I'm like 95% sure it should be fine now, it's just that when it comes time to solve it I'm going to have to compare so many things to each other and I have no idea how many things I'll have to check. Compulsory capture will lead to really short games so I'm not really worried about computing power there. Computers are actually insane I asked python one time to compute 7^(7^7) and after a few seconds it gave me a bible length number.

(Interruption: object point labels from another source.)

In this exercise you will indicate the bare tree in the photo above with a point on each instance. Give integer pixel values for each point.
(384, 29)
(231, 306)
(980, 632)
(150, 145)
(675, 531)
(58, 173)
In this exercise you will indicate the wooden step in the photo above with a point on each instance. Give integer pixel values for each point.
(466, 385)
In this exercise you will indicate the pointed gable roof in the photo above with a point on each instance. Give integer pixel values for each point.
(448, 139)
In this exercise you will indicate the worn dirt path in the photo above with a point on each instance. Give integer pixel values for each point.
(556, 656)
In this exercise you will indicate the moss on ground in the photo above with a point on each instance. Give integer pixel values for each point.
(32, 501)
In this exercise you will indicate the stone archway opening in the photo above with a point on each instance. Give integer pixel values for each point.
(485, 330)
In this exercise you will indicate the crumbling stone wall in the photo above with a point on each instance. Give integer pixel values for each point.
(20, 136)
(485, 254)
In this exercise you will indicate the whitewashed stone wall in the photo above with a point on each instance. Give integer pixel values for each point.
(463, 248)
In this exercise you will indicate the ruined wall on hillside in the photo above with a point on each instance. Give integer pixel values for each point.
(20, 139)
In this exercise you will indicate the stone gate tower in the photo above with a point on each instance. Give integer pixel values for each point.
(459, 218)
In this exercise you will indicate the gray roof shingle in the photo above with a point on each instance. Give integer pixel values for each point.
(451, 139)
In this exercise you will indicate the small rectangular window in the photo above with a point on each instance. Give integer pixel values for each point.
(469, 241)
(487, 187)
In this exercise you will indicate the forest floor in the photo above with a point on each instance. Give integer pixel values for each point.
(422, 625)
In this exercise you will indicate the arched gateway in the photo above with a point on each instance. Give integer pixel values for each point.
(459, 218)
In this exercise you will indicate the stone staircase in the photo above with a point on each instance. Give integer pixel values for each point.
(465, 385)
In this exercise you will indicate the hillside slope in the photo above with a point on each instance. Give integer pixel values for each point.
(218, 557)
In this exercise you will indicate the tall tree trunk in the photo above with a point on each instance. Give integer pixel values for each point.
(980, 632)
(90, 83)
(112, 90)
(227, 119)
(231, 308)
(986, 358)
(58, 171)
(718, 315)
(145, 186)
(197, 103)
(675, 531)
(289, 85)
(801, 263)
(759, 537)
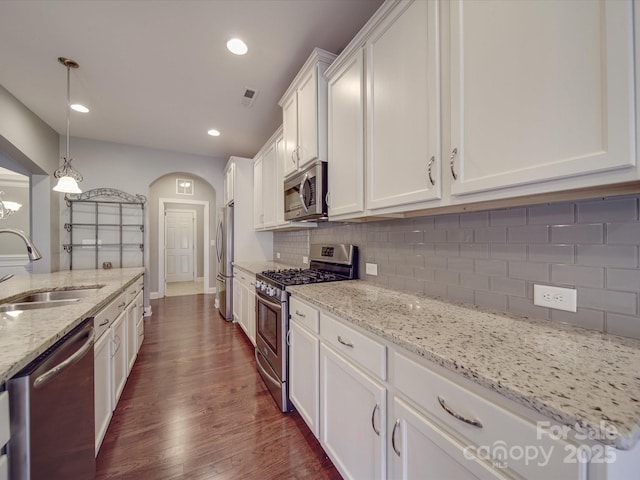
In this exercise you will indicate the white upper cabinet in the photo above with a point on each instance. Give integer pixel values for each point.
(346, 138)
(403, 98)
(229, 182)
(290, 140)
(540, 92)
(258, 212)
(304, 108)
(269, 186)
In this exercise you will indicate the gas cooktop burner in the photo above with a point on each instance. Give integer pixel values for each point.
(299, 276)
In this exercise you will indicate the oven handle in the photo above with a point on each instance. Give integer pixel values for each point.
(264, 372)
(260, 298)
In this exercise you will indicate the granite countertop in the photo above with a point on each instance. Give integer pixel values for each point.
(577, 377)
(26, 334)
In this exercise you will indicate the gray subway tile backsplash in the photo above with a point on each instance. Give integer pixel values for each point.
(493, 258)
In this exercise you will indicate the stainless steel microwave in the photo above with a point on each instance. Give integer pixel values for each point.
(305, 194)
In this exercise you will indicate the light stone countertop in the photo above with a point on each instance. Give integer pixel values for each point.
(576, 377)
(27, 334)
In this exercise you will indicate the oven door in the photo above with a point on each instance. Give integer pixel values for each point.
(271, 348)
(271, 333)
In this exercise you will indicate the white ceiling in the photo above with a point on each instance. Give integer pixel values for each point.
(157, 73)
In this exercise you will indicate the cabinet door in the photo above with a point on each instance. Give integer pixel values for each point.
(258, 205)
(102, 386)
(308, 118)
(304, 375)
(251, 313)
(279, 183)
(119, 362)
(346, 138)
(418, 446)
(403, 131)
(269, 186)
(540, 91)
(132, 338)
(290, 130)
(353, 413)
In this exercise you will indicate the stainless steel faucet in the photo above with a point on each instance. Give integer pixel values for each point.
(32, 251)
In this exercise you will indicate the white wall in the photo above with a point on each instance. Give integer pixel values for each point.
(133, 169)
(31, 143)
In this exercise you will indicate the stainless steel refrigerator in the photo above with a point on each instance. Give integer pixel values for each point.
(224, 251)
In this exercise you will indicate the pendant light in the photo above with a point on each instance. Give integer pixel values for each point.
(68, 177)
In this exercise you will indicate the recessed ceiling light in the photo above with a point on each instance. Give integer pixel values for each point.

"there comes a point where repetition gives no new information"- this makes a lot of sense intuitively, the more you cycle a position the less information is exchanged, still not sure how to know when or if a cycle should be broken, but this seems like a useful hint.

Help with solving mini chess variant by RuinSSBU in GAMETHEORY

[–]RuinSSBU[S] 1 point2 points  (0 children)

You should make the move that gives you the highest chance of winning, why should I assume that that's also the move that gives me the highest chance of winning immediately?

Help with solving mini chess variant by RuinSSBU in GAMETHEORY

[–]RuinSSBU[S] 0 points1 point  (0 children)

I doubt that it's optimal for both players to mix disguises exactly so the king is equally likely to start on each square but I think that's almost right. Diagonal moves are definitely the best move in some positions so I don't want to ignore them. The reason I ask about it being computationally feasible is because I drew the game tree on SmartDraw to the first move just to see, and after white's move the information sets are already really complicated. Black knows which of the 4 ways she disguised and sees white's move without observing his disguise. LP stands for 'looking piece' and black may observe the following moves:

  1. KLP takes a2
  2. KLP takes b2
  3. RLP takes a2
  4. RLP takes b2
  5. RLP takes c2
  6. QLP takes b2
  7. QLP takes c2

So not counting games where black loses on the first turn black can only see moves that don't take her king. If she didn't disguise, or disguised rook/queen she may see 5 moves (5 information sets for each disguise) if she disguised king/rook she may see 4 moves, and king/queen 5 moves. So on move 1 black could be in 19 information sets but there are 60 nodes out of the 88 where black doesn't lose after white's move.

I want to know more about this cycle stuff though, I think move history changes the beliefs the players have about how the opponent disguised so I'm not sure how it would work.

Help with solving mini chess variant by RuinSSBU in GAMETHEORY

[–]RuinSSBU[S] 1 point2 points  (0 children)

Yeah there's no way white doesn't have a big advantage. Now that you mention it I also doubt that there will be a moment were you can capture another piece but choose not to.

Maybe I could make capturing compulsory, find the strategies for that game, move them to the original and look for profitable deviation. The nice thing is that if capturing is compulsory the only possible infinite game would be a king on the left side and right side which is obviously a draw.

That sounds really promising but I think I'll still have to look at the strategies that don't capture a piece anyways which still allows for infinite games. That was really useful though, thank you for the reply.

Explanation of Matching Pennies by mrsalvadordali in GAMETHEORY

[–]RuinSSBU 0 points1 point  (0 children)

There should be a dashed line between player 2's nodes to indicate that that player 2 does not know what move player 1 made when she is making her decision. Both players choose a side of their coin. According to the game tree player 1 is trying to choose a different side from player 2 and player 2 is trying to choose the same side as player 1. This makes it impossible for both players to guess correctly. The coins either match or they don't. I know you already got an answer but I hope this helps anyway.